Re: draft-montenegro-httpbis-uri-encoding from Julian Reschke on 2014-03-21 (ietf-http-wg@w3.org from January to March 2014)

From: Julian Reschke <julian.reschke@gmx.de>
Date: Fri, 21 Mar 2014 16:24:41 +0100
To: Nicolas Mailhot <nicolas.mailhot@laposte.net>
CC: Bjoern Hoehrmann <derhoermi@gmx.net>, Mark Nottingham <mnot@mnot.net>, HTTP Working Group <ietf-http-wg@w3.org>, Gabriel Montenegro <gabriel.montenegro@microsoft.com>
Message-ID: <532C59B9.9090104@gmx.de>

On 2014-03-21 16:11, Nicolas Mailhot wrote:
>
> Le Ven 21 mars 2014 15:54, Julian Reschke a écrit :
>
>> I'll ask again: please present a *concrete* example where the
>> out-of-band metadata helps. This would include a description of where
>> the request comes from, what gets on the wire, what kind of checks your
>> code does, and what it would do differently when it gets the encoding
>> metadata.
>
> I've already given everything I can without exposing our internal
> architecture which I won't do. There is nothing more complex that URL
> logging, URL regex matching, processing of results in apps (embedded,
> server or desktop side) and human checking that everything work well by
> reading logs or reportings or whatever.

Well, please allow me not to believe in use cases until a concrete one 
is brought up and explained.

> And I've already stated I don't want out of band metadata to declare if
> URLs are in UTF-8, I want out of band metadata to declare when they are
> not, and the processing in this case will be to kill connexions and avoid
> encoding guesswork down the stack.

That's not what Gabriel's draft proposes.

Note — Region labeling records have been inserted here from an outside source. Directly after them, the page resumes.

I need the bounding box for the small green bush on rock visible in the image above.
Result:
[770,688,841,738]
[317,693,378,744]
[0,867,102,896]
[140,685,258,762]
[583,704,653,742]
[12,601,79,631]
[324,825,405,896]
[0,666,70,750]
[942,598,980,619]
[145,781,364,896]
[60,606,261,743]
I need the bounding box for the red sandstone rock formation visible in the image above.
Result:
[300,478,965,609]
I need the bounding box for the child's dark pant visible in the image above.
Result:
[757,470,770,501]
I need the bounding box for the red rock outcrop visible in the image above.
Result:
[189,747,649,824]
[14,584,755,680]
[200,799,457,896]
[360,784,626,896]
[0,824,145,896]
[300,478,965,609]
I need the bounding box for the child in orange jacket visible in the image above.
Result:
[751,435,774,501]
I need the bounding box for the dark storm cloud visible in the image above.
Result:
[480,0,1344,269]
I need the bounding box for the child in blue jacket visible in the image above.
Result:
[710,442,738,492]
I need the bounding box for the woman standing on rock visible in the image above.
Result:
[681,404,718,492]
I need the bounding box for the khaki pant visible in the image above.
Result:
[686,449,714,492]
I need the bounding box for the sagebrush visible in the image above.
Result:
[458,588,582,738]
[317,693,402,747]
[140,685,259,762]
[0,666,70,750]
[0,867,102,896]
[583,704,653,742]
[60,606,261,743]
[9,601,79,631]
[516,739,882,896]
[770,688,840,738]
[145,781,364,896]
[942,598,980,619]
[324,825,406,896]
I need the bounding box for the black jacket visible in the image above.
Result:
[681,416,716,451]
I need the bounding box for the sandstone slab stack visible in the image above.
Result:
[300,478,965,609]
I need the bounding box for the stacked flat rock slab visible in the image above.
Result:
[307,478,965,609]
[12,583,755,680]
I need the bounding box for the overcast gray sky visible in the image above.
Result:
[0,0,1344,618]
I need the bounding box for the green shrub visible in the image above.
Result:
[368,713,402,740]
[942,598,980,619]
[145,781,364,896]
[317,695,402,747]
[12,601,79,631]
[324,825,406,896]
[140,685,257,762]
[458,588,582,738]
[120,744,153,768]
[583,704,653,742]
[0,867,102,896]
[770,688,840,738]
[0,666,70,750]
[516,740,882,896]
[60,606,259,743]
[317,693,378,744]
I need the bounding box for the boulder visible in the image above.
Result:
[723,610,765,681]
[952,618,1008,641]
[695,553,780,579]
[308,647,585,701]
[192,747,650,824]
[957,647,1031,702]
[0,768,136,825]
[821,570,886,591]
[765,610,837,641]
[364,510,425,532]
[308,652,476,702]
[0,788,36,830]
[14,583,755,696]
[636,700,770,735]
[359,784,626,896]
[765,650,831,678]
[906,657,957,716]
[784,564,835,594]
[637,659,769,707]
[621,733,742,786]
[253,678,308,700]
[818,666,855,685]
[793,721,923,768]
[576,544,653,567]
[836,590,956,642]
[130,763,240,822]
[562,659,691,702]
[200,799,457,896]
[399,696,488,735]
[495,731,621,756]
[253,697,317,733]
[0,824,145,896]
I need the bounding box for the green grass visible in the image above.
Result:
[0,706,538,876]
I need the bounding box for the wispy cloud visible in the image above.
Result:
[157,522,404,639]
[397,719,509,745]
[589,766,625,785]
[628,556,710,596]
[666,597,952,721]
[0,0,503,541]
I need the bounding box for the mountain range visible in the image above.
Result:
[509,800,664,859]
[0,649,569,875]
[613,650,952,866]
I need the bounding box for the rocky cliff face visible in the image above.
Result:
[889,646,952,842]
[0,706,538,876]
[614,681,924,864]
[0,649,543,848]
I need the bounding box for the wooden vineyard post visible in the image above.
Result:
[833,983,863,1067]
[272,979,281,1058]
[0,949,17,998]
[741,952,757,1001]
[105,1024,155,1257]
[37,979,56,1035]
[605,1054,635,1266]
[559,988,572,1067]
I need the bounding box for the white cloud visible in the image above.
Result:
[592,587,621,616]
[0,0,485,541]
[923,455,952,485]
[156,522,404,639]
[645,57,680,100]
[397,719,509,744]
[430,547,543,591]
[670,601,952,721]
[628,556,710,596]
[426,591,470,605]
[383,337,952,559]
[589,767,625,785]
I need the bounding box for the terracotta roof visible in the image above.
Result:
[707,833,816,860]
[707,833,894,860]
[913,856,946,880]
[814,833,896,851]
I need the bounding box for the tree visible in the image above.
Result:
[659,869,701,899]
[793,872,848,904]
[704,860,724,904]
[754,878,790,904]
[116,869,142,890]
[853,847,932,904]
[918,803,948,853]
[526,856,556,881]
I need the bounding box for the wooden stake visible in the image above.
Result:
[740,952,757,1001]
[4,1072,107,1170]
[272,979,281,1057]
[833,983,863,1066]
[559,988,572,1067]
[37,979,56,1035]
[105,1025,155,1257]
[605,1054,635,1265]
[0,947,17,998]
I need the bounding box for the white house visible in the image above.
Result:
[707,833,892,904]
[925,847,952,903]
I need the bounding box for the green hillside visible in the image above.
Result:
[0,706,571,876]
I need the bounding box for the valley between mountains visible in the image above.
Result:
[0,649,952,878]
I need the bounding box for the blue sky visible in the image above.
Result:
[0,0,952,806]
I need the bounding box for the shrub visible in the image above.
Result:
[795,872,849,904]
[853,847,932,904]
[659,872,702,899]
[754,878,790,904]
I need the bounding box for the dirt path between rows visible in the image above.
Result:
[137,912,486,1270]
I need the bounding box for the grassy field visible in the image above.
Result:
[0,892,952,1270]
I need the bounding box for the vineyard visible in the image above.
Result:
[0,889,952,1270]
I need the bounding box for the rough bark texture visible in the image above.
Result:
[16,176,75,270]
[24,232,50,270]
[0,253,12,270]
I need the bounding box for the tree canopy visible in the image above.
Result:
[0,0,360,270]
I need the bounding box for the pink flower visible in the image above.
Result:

> There is no hidden mystery use case. There is only the basic need to be
> able to decode URLs.

An HTTP URI is a sequence of octets in the range of ASCII code points. 
It can contain percent-escapes, in which case these sequences can be 
decoded to raw octets. That's where the story ends from HTTP's point of 
view.

And yes, *most* of the time these octet sequences represent a character 
sequence that has been encoded using a character encoding scheme (such 
as ISO-8859-1, or UTF-8). I fully agree that it would be nice if you 
could rely on that always being the case, and always being UTF-8, but 
it's simply not true in practice.

I don't believe that adding out-of-band data is going to help. That 
being said, I'm interested in finding out *how* this is going to work in 
practice and how it's going to help, but so far I haven't seen any 
concrete example.

This header field adds a lot of noise to essentially every single HTTP 
request, thus I continue to be very very skeptical about this proposal.

Best regards, Julian

Received on Friday, 21 March 2014 15:31:19 UTC